Burgenland Freizeit (BF)
Beschreibung Regionalzeitung Burgenland
Erstausgabe 19. November 1921
Erscheinungsweise 14-täglich
Reichweite 0,077 Mio. Leser
(Österreichische Media-Analyse 2006)
Chefredakteur Thomas Orovits
Herausgeber Medienbeteiligungs GmbH Burgenland

Die BF (Burgenländische Freiheit bzw. Burgenland Freizeit) war eine burgenländische Zeitung. Bis Ende 2006 war die BF die Parteizeitung der SPÖ Burgenland. BF und Burgenländische Volkszeitung (BVZ) (bis 2004 Parteizeitung der burgenländischen ÖVP) waren viele Jahre die dominierenden regionalen Wochenzeitungen im östlichsten österreichischen Bundesland.

Die BF wurde im November 1921 unter der Bezeichnung Burgenländische Freiheit gegründet. Es war dies das Jahr der Aufnahme des Burgenlandes (ehemaliges Deutsch-Westungarn) als selbständiges Bundesland in die Österreichische Republik.

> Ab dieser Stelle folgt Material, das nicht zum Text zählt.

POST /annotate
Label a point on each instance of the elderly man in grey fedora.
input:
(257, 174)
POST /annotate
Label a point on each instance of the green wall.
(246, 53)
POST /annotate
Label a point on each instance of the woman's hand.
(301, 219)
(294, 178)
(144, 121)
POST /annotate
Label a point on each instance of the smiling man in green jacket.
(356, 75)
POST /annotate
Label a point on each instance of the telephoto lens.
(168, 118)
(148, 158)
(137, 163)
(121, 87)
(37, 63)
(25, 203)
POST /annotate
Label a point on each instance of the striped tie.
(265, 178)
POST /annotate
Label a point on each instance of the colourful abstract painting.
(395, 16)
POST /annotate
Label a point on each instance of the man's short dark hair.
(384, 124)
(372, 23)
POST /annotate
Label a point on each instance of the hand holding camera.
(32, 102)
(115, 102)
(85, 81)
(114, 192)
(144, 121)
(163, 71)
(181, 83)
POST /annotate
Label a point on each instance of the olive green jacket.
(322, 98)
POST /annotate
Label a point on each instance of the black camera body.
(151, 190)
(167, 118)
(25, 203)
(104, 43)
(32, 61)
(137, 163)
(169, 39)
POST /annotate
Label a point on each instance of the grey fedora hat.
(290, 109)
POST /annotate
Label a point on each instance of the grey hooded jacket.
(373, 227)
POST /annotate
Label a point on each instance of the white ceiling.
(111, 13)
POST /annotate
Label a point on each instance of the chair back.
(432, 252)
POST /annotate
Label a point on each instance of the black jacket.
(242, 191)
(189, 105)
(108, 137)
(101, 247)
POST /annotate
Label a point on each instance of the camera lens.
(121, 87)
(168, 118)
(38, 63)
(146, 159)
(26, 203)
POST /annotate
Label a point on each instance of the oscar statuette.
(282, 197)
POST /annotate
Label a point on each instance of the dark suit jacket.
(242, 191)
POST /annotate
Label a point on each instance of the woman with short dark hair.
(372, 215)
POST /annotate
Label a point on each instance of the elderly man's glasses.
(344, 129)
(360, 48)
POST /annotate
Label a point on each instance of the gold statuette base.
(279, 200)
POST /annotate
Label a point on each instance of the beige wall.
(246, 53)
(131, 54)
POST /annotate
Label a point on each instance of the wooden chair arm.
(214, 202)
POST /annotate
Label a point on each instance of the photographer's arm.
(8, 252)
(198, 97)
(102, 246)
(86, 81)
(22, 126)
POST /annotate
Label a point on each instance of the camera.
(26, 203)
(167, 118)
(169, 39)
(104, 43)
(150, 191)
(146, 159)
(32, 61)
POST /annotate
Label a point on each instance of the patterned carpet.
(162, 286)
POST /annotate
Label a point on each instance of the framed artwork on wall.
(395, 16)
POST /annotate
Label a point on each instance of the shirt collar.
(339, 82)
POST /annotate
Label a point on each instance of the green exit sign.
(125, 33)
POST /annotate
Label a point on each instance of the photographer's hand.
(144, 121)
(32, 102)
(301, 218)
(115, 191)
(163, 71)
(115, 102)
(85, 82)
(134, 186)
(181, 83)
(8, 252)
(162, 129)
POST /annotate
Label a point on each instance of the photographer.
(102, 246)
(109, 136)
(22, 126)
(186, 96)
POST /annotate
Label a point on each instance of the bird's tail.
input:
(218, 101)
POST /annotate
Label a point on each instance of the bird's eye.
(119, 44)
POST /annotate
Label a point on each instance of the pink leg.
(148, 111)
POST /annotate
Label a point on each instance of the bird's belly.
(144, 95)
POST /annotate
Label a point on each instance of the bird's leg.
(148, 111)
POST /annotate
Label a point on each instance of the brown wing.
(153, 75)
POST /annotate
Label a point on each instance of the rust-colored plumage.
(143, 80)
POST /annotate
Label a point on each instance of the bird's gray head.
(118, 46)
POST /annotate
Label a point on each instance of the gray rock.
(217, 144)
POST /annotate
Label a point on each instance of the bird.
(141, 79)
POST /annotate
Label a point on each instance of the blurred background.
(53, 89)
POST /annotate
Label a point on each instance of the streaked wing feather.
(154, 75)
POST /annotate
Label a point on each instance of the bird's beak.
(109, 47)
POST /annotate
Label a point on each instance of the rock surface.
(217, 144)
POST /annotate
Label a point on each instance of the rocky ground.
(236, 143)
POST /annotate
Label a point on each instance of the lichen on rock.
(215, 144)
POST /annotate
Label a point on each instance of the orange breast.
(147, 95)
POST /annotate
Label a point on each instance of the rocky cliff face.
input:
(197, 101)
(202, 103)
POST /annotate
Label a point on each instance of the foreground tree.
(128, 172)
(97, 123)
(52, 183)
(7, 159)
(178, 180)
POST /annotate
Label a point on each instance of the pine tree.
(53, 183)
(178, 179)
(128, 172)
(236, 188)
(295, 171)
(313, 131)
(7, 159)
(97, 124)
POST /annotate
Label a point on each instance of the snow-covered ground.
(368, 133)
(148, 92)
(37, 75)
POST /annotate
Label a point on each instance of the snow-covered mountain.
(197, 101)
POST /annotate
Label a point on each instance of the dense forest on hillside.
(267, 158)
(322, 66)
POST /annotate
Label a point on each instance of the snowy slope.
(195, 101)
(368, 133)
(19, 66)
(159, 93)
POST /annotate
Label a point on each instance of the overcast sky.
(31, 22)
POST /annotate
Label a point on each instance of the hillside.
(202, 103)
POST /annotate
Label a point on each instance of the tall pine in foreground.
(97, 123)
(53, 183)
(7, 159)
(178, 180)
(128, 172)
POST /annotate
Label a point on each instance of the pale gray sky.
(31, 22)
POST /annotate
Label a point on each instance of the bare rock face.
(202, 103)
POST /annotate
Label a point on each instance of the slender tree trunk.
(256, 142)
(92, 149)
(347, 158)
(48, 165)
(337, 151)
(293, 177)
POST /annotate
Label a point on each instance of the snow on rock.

In der Zeit des Austrofaschismus wurde die Zeitung verboten und erschien letztmals am 29. Dezember 1933. Einen Neubeginn startete die Burgenländische Freiheit am 21. Februar 1946. Am 10. Februar 1967 wurde die Burgenländische Freiheit in BF – Die Zeitung für das Burgenland umbenannt. Die Zeitung erschien wöchentlich, seit den 1960er-Jahren im Kleinformat (95 × 258 mm).

Nach Übernahme der Zeitung durch die Medienbeteiligungs GmbH Burgenland 2006 wurde die BF in Burgenland Freizeit umbenannt und erschien nur mehr alle 14 Tage als Gratisblatt. Im Jänner 2009 stellte sie aus Kostengründen den Betrieb ein.